The Many Lives of Kalwinder “Kal” Dosanjh By Jasleen Kaur

Kalwinder “Kal” Dosanjh has been with the Vancouver Police Department for fourteen years but he also took the responsibility to be a positive role model for youth by developing social programs for them. He calls one of the most violent neighbourhood in North America, the downtown eastside his home and the people there a part of his family and he is also one of the stars of the reality based series, “The Beat” on City TV.

We caught up with Kal and talked about his passion of working with people in the downtown eastside and his other initiatives.

How did you choose Policing as a Career?

I have a double major in Criminology and Psychology from SFU. In the course of going to university I came across a program called “The RCMP Summer Student Program” designed for University students. I did that program over the course of the summer and realized policing is my true passion. The program changed my focus completely, I wanted to finish my studies and get on with policing and here I am fourteen years later.

What is the experience of being in a police force from the visible minority?

Robert Peel, one of the founders of the concept of policing back in 1800’s said that one of the primary principles was the police are the public and the public are the police. It would not make sense to have a police department that does not represent the minority demographic of the people. The experience has been amazing. Every single day is unpredictable, it brings new challenges and new adventures and present new situations that force a person to adapt, adjust, and overcome and that’s what I live for.

Tell us something about your experience with the show “The Beat”?

The show is currently running on City TV, Saturdays 10:30 pm. It is a reality based series and gives a graphic depiction of the Downtown Eastside. Downtown eastside is very violent neighbourhood and the open air drug market is very prevalent here. You see the ripple effects of this in the form of serious drug addiction. Our mandate is to deal with open air drug market and get the drug peddlers out of there while boosting our presence. We are not naive to the fact that people who live on the streets become dependent on the drugs biologically. We have a sense of compassion for them and we want to create an environment where they can get the help they need and move on in the society as productive human beings. Our primary focus is the violent drug peddlers who take advantage of these addictions. The show conveys the Hollywood version of policing: the car chases and taking suspects to the ground but in the same vein it addresses the humanitarian aspect of the police work we do and show compassion to these individuals.
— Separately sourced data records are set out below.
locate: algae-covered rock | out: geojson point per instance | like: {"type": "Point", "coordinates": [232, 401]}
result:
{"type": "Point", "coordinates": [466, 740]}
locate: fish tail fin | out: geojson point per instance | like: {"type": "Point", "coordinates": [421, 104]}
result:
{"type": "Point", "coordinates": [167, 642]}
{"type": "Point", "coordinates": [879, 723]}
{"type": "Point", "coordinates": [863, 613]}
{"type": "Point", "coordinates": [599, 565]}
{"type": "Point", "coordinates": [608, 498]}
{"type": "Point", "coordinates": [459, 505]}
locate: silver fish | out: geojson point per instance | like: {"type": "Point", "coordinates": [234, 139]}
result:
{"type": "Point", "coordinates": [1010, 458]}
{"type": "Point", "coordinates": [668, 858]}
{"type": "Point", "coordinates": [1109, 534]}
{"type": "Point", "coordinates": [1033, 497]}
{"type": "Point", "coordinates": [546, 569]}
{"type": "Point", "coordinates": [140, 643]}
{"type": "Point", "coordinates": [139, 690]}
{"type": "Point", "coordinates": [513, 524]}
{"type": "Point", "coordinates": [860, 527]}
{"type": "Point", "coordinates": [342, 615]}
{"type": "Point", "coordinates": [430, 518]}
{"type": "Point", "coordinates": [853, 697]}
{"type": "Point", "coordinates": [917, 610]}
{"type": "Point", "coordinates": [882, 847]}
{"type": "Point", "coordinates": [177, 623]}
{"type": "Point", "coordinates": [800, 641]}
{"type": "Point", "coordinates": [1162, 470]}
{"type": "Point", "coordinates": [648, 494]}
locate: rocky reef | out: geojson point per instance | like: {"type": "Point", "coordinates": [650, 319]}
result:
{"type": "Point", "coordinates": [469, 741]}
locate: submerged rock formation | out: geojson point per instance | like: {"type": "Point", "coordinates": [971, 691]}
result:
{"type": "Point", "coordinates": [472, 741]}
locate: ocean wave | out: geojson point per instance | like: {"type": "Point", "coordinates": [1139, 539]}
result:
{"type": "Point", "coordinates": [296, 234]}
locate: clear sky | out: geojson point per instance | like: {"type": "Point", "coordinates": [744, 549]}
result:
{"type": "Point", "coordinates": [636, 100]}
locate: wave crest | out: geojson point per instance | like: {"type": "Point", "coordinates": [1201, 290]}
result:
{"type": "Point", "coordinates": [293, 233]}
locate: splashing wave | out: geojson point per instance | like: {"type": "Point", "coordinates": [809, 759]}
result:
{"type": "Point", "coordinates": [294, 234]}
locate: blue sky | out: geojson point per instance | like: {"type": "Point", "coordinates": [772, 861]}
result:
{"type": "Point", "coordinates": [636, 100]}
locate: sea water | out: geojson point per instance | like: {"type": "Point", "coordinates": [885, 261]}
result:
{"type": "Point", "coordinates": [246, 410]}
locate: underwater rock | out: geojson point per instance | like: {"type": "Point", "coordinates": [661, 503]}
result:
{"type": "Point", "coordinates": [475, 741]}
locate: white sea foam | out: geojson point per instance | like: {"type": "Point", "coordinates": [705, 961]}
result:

Tell us something about the community initiatives you have started

Four years ago two factions of intercity kids met at a sky train platform, a fight ensued between these 14- 15 year olds. One of the kids was stabbed, he ended up dying. I thought I should do something about that as a police officer to minimize this. So I created a program called PAL: Police Athletic League Soccer Tournament for Intercity Kids. The program supports kids from different socio economic backgrounds by giving them an opportunity to participate in organized sports. It is a great event where they express themselves in a positive environment while establishing a rapport with police so they know we are there to support them.

Another program that I developed with the VPD two years ago is the Sahara soccer tournament.  It is perceived there is more violence in the Indo Canadian Community.  If I can become a positive role model for the Indo Canadian Youth I have done my job. This is a two tier program. We do a presentation designed for kids. About 500 kids attend this presentation and learn a lot about policing and police work. The other tier is a one day soccer tournament.

It is a great way to say that Police Officers do care for the community.